German Chancellor Angela Merkel called President Donald Trump’s “withdrawal via Twitter” from the agreed-upon joint G-7 communiqué, which was co-authored by every member of the Group of Seven, “of course sobering and a little depressing” in an interview following the summit.
“The situation isn’t very nice,” Merkel said. “I don’t think that ratcheting up the rhetoric is going to improve things.”

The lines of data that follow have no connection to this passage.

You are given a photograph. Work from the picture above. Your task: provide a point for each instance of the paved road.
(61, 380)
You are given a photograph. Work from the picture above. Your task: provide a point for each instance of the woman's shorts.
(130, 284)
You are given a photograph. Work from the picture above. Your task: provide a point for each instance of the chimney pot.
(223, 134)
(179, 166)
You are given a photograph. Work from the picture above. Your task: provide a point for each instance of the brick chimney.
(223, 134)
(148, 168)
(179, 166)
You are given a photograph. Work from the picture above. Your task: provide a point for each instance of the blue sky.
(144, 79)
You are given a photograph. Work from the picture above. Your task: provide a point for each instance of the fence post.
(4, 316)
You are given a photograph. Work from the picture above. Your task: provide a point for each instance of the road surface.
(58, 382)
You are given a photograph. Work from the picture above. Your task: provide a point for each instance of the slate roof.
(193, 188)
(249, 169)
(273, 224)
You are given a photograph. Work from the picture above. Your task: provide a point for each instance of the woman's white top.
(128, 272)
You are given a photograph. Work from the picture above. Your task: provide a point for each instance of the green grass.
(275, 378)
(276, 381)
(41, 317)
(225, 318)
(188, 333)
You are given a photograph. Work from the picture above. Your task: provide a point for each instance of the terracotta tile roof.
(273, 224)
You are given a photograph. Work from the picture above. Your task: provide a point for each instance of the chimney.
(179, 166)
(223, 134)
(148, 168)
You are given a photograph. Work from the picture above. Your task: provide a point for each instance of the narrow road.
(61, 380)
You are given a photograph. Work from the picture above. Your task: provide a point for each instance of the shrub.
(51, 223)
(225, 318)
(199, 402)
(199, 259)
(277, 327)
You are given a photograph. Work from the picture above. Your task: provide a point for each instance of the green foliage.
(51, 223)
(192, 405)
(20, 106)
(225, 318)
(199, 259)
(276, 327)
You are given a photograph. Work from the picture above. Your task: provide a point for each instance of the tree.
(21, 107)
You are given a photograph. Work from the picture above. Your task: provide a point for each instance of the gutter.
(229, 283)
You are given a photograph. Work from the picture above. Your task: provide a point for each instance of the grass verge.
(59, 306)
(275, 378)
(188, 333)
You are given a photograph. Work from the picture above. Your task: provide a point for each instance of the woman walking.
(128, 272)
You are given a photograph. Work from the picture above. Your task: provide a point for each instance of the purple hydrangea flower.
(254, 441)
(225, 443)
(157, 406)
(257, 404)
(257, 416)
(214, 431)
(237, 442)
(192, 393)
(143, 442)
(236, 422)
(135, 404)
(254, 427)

Trump announced in tweets following his early departure from the summit that he would refuse to sign the communiqué as a result of press conference comments by Canadian Prime Minister Justin Trudeau. But Trudeau had simply reiterated points he’d made before: that Canada planned dollar-for-dollar retaliatory tariffs in response to Trump’s new tariffs on imported steel and aluminum.
Trump advisers Larry Kudlow and Peter Navarro nonetheless toed the presidential line, savaging Trudeau in Sunday show appearances over what Kudlow acknowledged were “things that the prime minister has said before, basically.”

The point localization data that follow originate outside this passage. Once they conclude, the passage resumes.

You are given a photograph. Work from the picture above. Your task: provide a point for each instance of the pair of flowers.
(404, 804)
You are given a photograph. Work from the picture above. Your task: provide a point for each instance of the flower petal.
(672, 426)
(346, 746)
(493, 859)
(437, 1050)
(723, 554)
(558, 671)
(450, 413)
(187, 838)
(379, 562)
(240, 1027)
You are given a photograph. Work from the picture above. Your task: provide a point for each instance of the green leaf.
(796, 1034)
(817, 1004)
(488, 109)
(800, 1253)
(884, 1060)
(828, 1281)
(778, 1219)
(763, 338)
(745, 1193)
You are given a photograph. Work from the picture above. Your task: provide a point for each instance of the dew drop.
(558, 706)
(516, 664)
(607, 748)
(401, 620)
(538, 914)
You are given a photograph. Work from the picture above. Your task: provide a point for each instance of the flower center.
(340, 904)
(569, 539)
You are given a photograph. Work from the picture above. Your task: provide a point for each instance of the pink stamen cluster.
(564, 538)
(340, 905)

“There are still good reasons to fight for the trans-Atlantic partnership,” Merkel said Sunday, hedging that the European Union shouldn’t “imprudently” follow the United States.
“We won’t let ourselves be ripped off again and again,” she said, referring to the new American tariffs on imported steel and aluminum. “Instead, we act then too.”
Merkel described the joint communiqué Trump refused to sign, despite America’s co-authorship, as “arduously negotiated.”
Citing Trump’s withdrawals from the Paris climate agreement and the Iran nuclear deal, German Minister of Foreign Affairs Heiko Maas said Sunday that Trump’s withdrawal from the summit communiqué was “actually not a real surprise.”
“We have seen this with the climate agreement or the Iran deal,” he said.